Let $\Omega=(1,\infty).$ Then for any given $f\in L^2(\Omega),$ the equation $$ -u''=f\,\,\text{in}\,\,\Omega, $$ does not admit any weak solution in $W_{0}^{1,2}(\Omega).$
I tried the solution by contradictory argument. Indeed, suppose such a weak solution exists, say $u.$ Then for every $\phi\in H_0^{1}(\Omega),$ we have $$ \int_{\Omega}\,u'\phi'\,dx=\int_{\Omega}f\phi\,dx $$ I tried to construct $\phi_n\in C_c^{\infty}(\Omega)$ such that the above inequality become false. I think this idea will work, but I am still unable to construct such $\phi.$ If anyone can help me regarding this or with some other idea on solving this problem, it will be very grateful for me. Thanks.
I tried to sow some doubt about the question yesterday, by giving a couple of examples, where a weak solution actually exists in the comments.

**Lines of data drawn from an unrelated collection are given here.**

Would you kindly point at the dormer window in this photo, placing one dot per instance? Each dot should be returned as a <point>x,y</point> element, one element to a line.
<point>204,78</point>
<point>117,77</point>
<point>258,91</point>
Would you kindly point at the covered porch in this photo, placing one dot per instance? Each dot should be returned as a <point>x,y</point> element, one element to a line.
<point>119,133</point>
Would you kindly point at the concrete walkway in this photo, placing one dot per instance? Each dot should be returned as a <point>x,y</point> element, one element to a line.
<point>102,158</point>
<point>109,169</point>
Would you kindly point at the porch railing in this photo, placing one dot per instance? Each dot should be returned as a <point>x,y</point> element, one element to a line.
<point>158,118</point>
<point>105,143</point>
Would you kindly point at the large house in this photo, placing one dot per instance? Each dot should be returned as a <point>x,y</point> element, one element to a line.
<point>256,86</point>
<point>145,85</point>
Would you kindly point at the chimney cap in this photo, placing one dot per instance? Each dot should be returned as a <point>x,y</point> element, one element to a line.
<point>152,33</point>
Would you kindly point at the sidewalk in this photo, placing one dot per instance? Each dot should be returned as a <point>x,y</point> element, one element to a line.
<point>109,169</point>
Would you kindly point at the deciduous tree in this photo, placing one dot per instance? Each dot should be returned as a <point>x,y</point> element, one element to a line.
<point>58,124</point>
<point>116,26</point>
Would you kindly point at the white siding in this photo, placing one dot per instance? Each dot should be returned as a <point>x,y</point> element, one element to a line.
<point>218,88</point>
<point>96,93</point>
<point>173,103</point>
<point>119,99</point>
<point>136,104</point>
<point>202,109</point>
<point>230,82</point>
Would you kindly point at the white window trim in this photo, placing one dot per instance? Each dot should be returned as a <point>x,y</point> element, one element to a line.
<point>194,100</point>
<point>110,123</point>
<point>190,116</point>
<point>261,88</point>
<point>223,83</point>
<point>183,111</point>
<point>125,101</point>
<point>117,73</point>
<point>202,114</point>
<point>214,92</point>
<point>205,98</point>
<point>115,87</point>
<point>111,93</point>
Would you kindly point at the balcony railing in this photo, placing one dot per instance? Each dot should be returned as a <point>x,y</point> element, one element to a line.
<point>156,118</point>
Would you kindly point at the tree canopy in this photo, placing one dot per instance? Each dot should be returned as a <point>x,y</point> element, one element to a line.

Below is a failed attempt to show that a weak solution always exists, but as pointed out by daw in a comment I failed at properly checking the coercivity. You can consider it as an example on how not to prove something.
For every $f\in L^2(\Omega)$ the equation $$ -u'' = f $$ admits a weak solution $u\in H^1_0(\Omega)$.
By multiplying with test functions and partial integration you get the weak formulation: \begin{equation}\tag{1} a(u,v) := \langle u',v'\rangle_{L^2} = \langle f, v\rangle_{L^2}, \end{equation} for all $v \in C^\infty_0(\Omega)$. By density this statement also holds for all $v \in H^1_0(\Omega)$. One easily verifies that $a$ is a coercive (this is not true), bounded sesquilinear form on $H^1_0(\Omega)$. The theorem of Lax-Milgram shows that $u\in H^1_0(\Omega)$ such that (1) holds exists if $\langle f, \cdot \rangle_{L^2} \in (H^1_0(\Omega))'$. That $\langle f, \cdot \rangle_{L^2} \in (H^1_0(\Omega))'$ is clear by the Cauchy-Schwarz inequality.